Property Owners Brace For Constitution Pipeline Eminent Domain
“With the sugaring season ahead, the Holleran family should be installing sap-gathering lines on the mature maple trees growing on their property on Three Lakes Road.
They’re not going to bother this year. They don’t see a point in tapping trees that could soon fall to the chainsaws of Constitution Pipeline Co., which covets a strip of their land roughly 125 feet wide to build a natural gas pipeline to New York.
After two years of planning, public comment and government reviews, Constitution is anxious to get started. The maps are drawn. The pipe is stacked. More than a thousand people are ready to work.
The company needed 130 parcels in Pennsylvania and obtained almost all of them. The only things standing in the way of its Pennsylvania work are the Hollerans and six other holdouts.
In December, the Federal Energy Regulatory Commission, the agency in charge of approving interstate gas pipelines, gave Constitution its approval to build the brand-new 126-mile line from Susquehanna County to Schoharie County, New York. The FERC’s approval gave Constitution eminent domain power under the Natural Gas Act to acquire easements on properties it picked for the pipeline route.
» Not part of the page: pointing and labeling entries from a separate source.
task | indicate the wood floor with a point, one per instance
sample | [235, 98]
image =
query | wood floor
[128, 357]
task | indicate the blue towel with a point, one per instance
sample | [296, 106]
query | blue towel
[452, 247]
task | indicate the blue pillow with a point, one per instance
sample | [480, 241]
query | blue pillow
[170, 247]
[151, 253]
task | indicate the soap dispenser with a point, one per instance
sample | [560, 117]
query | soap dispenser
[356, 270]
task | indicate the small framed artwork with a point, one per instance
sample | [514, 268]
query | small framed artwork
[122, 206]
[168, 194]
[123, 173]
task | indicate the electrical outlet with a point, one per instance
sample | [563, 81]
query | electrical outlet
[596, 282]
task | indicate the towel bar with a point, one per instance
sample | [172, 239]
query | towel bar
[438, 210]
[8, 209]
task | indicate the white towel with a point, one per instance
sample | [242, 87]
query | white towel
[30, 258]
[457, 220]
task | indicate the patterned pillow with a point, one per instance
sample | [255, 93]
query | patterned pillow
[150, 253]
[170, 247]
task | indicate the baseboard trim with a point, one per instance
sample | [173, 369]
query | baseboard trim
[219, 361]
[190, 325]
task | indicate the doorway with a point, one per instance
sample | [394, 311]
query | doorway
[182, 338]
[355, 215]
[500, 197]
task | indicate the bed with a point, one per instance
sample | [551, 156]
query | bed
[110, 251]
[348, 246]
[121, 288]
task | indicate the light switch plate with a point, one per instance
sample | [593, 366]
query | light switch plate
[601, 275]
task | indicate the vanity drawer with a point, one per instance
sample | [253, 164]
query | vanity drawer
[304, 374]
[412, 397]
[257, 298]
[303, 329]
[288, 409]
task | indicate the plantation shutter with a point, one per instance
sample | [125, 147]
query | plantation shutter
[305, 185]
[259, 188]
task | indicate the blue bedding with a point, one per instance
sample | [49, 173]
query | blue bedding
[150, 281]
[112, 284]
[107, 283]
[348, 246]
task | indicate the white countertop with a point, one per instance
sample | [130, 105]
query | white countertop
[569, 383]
The company is a joint partnership among Williams Companies, Cabot Oil & Gas Corp., Piedmont Natural Gas Co. and WGL Holdings. The roughly $700 million pipeline would ship 650 million cubic feet of gas per day to markets in New York and New England.
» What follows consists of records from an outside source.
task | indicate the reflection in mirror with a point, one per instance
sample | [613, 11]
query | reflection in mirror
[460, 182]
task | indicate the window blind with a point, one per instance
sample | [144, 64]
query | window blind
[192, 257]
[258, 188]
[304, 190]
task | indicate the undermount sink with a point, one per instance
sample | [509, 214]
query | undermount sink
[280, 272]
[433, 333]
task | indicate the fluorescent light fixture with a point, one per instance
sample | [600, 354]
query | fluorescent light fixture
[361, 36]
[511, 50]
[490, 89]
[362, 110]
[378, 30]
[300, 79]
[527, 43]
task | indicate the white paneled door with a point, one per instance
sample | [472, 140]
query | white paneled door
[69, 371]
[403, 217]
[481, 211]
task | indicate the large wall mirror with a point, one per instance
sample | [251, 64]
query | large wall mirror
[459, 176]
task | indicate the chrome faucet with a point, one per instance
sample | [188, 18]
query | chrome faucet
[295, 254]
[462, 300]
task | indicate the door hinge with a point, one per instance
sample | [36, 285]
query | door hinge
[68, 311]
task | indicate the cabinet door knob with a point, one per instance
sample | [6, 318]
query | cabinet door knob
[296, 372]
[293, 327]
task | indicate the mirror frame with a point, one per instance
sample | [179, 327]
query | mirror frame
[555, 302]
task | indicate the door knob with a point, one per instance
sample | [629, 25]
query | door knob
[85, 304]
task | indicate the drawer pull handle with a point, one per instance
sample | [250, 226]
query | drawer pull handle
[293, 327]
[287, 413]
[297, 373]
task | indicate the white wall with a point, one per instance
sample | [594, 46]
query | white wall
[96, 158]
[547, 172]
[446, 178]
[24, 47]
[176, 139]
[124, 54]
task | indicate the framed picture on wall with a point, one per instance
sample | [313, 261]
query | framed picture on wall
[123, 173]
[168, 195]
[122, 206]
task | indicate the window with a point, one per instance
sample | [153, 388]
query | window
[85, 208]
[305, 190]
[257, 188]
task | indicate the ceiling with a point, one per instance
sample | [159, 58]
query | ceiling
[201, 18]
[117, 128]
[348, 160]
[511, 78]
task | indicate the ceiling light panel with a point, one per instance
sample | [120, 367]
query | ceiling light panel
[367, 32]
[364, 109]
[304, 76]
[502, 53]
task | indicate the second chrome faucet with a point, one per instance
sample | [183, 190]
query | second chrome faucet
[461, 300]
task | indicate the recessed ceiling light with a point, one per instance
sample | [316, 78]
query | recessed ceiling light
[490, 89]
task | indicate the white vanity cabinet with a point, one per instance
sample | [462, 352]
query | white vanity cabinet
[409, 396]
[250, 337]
Constitution must compensate the Hollerans and any other landowners whose properties it seeks to condemn. But that process takes time, and Constitution isn’t interested in waiting.
Arguing any delays would cost them hundreds of thousands of dollars a day, Constitution’s lawyers appeared Friday in federal court in Scranton seeking an emergency preliminary injunction that would grant access to the properties to complete surveying and begin cutting trees.”
Gibbons, Brendan. Power Source 16 February 2015.